Be it cityscape or countryside, Alabama’s landscape often struggles with such challenges as a lack of dependable infrastructure and an entirely too narrow information superhighway.
So it was great news in early December when a series of announcements, taken together, indicated a total of $62 million in loans and grants to improve high-speed internet in 11 Alabama counties.
C Spire, joined by Alabama Power and a host of state and local officials, said it planned a major expansion of broadband services that will bring high-speed internet to large areas of metropolitan Birmingham and Shelby County. C Spire also plans to make the city of Jasper in northwest Alabama one of its first broadband markets in 2020.
“This is a great investment in the future of Birmingham and our metro area,” says Mayor Randall Woodfin. “In Birmingham, we are committed to creating an inclusive economy that provides the best opportunities in education, workforce development and entrepreneurship for everyone.”
On the more rural side of the internet divide, Tombigbee Communications on Dec. 5 announced it had snagged $29.4 million as a 50 percent loan-grant combination from the U.S. Department of Agriculture’s ReConnect Pilot Program.
The company, a subsidiary of Tombigbee Electric Cooperative, will use the funds to boost and extend fiber optic internet to 1,100 square miles of unserved areas in Marion, Lamar, Fayette, Franklin, Winston and Walker counties in northwest Alabama.
The investment is anticipated to reach 2,152 households, 20 farms, 15 businesses, 10 critical community facilities, five educational facilities and one health care facility. The money covers construction, improvement or acquisition of facilities and equipment needed to provide broadband service in eligible rural areas.
“Beyond connecting us to our friends and family, high-speed broadband internet connectivity, or e-Connectivity, is a necessity to do business, access opportunities in education, and receive specialized health care in rural America today. It is a necessity, not an amenity,” says USDA Deputy Under Secretary for Rural Development Donald “DJ” LaVoy.

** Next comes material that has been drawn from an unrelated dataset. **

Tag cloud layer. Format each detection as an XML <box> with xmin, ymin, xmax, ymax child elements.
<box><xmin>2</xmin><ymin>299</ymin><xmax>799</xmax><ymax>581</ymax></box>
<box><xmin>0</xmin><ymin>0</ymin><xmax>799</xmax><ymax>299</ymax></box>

Residents of the grant-funded areas can expect construction to begin in spring 2020. Through the ReConnect Pilot Program, USDA has invested a total of $62.3 million in high-speed broadband infrastructure, including:
- Millry Telephone Company Inc., a $28.1 million 50 percent loan-grant combination.
- Farmers Telecommunications Cooperative Inc., a $1.9 million loan.
- National Telephone of Alabama Inc., a $2.6 million 50 percent loan-grant combination.